Challenge: Sticking and Tablet Integrity

To allow it to be compressed, an effervescent tablet always requires a base, for example sodium carbonate, plus a source of acidity, often citric acid, which triggers the rapid dissolution of the tablet when it comes into contact with water. A key feature is average tablet size of more than 25 mm, which makes high compression forces and deep fill depths a vital part of the tableting process. Given their usually fragile, brittle texture, there is the risk of tablets edges being chipped as they emerge from the press and as they are conveyed away from the discharge chute. Here conveyor belts and vibration channels, which convey the tablets directly to where they are packed in blister strips or tubes, provide a reliable solution. Effervescent tablets also tend to be sticky at higher temperatures or increased humidity. That is why it is important to spray the die with a lubricant, like magnesium stearate or paraffin oil, as well as maintain a constant temperature in the production environment, in order to ensure easy discharge without any interruption to production. What is important in this context is accurate dosing of the lubricant by spraying it externally on to the press tool and die, in order to keep the hydrophobic component of the tablet mixture as small as possible.

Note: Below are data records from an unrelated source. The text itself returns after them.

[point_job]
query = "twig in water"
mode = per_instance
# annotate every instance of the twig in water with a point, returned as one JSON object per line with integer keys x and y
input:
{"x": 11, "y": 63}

High Efficiency and Heavy Workloads

Heavy-duty tablet presses featuring high compression forces (> 100kN) and deeper fill depths (up to 40 mm) for large-format tablets, like KORSCH’s XL 400 or XT 600 (HD), are particularly well suited to the production of effervescent tablets. Accommodating  large-format tablets, up to  34 mm diameter, KORSCH presses feature special turrets and modified feeder paddles for optimal die fill.

Capping, a tablet defect related to entrapped air in the die during compression, is common with some effervescent products.  KORSCH is able to counter this problem with the aid of its patented dwell bar, which applies pressure on the tablet between the pre and main compression rollers, thus extending the overall time for tablet consolidation.

To ensure production reliability, KORSCH also provides additional solutions to prevent effervescent tablets from sticking to the punch face, including  air dehumidification and cooling inside the compression zone, or turret cooling. Higher production speeds can be achieved using modified press tools with special coatings on the punch faces, as well as larger punch heads for longer compression dwell times. Effervescent tablets are usually produced on presses with a direct link to wrapping machines and packaging equipment, like tube fillers or blister lines. KORSCH provides a complete systems approach for seamless production line integration for virtually any effervescent tablet application.